7 Pitfalls To Avoid When Testing In Production

12 min readMay 8, 2019

This list of pitfalls to avoid when testing in production serve as my notes on Amber Race’s Webinar: The Joy of Testing in Production

If you don’t already know her, Amber Race is a rockstar. She’s a senior software development engineer in testing (SDET) at Big Fish Games. Through her amazing experiences, she continues to gain wisdom on a subject often thought of as taboo in the world of software development: testing in production.

Now, some people think that testing in production is bad, which results in this common meme:

Amber presented recently in a webinar why testing in production is actually a good thing. These are seven key takeaways from her webinar.

But first, some background: BigFish uses API-delivered services to power its games. Amber knows that real-world use can create test conditions she could never recreate in her lab. This is why it’s essential to test in production — as well as in development, of course. Also, monitoring in production has helped her team pinpoint areas of inefficiency that ultimately led to better results.
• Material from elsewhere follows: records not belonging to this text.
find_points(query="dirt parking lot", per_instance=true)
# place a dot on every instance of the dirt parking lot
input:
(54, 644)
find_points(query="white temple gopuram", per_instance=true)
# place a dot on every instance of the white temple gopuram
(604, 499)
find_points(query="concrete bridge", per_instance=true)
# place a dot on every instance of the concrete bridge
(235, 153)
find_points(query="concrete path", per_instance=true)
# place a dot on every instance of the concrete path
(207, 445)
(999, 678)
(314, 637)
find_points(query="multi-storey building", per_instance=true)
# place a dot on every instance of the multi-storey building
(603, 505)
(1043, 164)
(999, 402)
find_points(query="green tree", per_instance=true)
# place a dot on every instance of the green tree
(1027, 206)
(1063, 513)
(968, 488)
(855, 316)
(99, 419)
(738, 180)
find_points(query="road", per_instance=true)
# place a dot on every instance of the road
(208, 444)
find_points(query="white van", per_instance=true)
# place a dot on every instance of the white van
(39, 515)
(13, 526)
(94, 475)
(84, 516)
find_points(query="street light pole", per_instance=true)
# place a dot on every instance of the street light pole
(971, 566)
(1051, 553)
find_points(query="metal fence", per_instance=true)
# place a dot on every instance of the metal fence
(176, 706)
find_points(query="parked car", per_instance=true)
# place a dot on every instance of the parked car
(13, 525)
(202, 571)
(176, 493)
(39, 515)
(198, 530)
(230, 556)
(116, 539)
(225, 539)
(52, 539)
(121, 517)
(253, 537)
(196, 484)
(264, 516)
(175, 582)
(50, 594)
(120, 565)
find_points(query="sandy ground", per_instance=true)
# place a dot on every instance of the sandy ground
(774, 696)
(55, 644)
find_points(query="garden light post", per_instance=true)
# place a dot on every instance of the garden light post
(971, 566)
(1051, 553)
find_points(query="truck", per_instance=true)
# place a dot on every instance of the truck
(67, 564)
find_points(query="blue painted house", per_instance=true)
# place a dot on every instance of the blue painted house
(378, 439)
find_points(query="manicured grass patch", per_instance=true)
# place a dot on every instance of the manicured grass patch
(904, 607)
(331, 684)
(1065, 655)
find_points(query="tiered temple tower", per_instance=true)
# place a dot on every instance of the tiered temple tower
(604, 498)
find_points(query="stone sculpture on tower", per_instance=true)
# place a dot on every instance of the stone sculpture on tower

Pitfall 1 — Willfully Disputing the Need for Testing in Production

The first pitfall to avoid when testing in production is ignoring the need. Amber noted that there is still a hopefulness that testing ends once code is in production. “There’s a traditional view that once you put your stuff out in the world, you’re done. But, of course, you’re not done because this is the time when everybody starts to use it. It’s really just the beginning of your work when you’re releasing to production.”

There will always be one that gets away…

Every time a customer opens an app or a webpage, they are testing to see if it opens properly, is responsive, etc. Amber notes that even if you *think* you are not testing in production, you already are: “Instead of thinking that testing and production is something that you should be doing, you should be thinking that it’s something that’s already happening every moment your application is being used.”

Every application depends on behaviors and environments that may fail when exercised. And, yet, the complexity of applications demands that they be tested “sufficiently” for behavior with a realistic understanding that testing will not cover every real-world use case.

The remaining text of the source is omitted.